I will try again in the morning, or maybe even later this evening if the green water comes back in range.


----------



## medgecko (Apr 21, 2012)

lipjerker, don't turn this into a tearjerker ... be careful out there


----------



## mlinger (Jun 21, 2007)

My wife and I fished the rock groins on the seawall Sunday evening. We arrived about 6:15 pm. Water was in great shape. Perfect sandy-green and raft after raft of mullet. lots of bait in the water but no fish. The wife was fishing a live shrimp under a popping cork and landed 1 trout that went 14 3/4" inches.
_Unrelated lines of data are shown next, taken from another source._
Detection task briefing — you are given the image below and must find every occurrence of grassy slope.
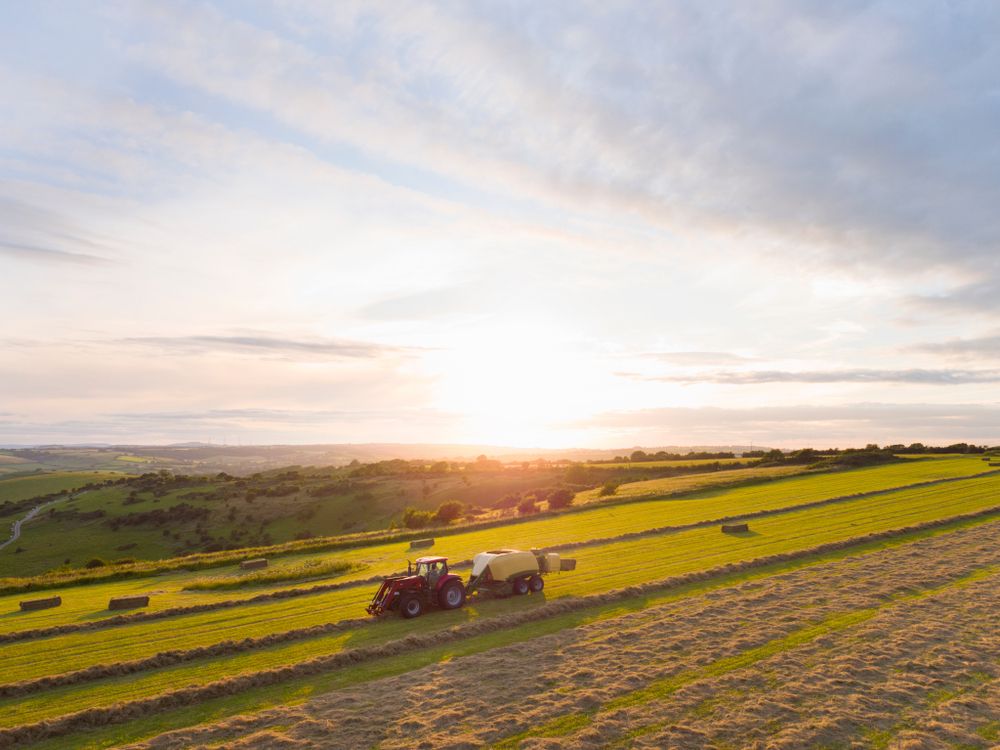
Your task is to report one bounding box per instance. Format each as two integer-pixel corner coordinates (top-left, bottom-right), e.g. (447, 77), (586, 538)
(0, 477), (1000, 725)
(0, 459), (983, 630)
(21, 522), (1000, 750)
(0, 471), (120, 503)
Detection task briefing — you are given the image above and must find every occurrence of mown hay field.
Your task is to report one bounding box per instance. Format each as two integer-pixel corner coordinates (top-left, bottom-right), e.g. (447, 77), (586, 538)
(0, 476), (1000, 740)
(0, 459), (988, 632)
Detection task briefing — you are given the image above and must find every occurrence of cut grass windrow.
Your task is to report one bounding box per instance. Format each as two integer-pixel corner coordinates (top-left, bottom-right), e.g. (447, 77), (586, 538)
(0, 470), (1000, 692)
(0, 506), (1000, 747)
(492, 566), (996, 750)
(0, 458), (982, 593)
(0, 462), (1000, 644)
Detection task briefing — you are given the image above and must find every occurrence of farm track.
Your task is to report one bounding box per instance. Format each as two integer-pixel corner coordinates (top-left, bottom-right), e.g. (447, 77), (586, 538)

I was fishing Carolina rig with live shrimp and caught several hard heads, 1 croaker, and 1 undersized trout. Guy next to us was fishing a long line with large mullet and caught two small sharks. I would guess both were under 24 inches. 
I'm headed back in the morning.


----------



## mlinger (Jun 21, 2007)

I forgot to mention that seaweed was basically nonexistent.


----------



## lipjerker (Apr 27, 2012)

Hey Medgecko,
Thanks for your concern. I have been wading the beach front since I was a little kid down here and the one thing I have never done is to disrespect the big pond. When it rips like yesterday I get out. 
Today was a different story, got up looked out and perfect. swilled some joe down and strapped on my gear, threw red, w/white tail assasins and strung 6 keepers by 8:30 also lost 6, go figure....Nothing big, just keepers, 15 1/2-18 1/2 no studs. It has been perfect all day. Just waiting till close to dark to hit em again. Need some tidal movement. right now it slack.
Thanks again for your safety concerns, I appreciate it.


----------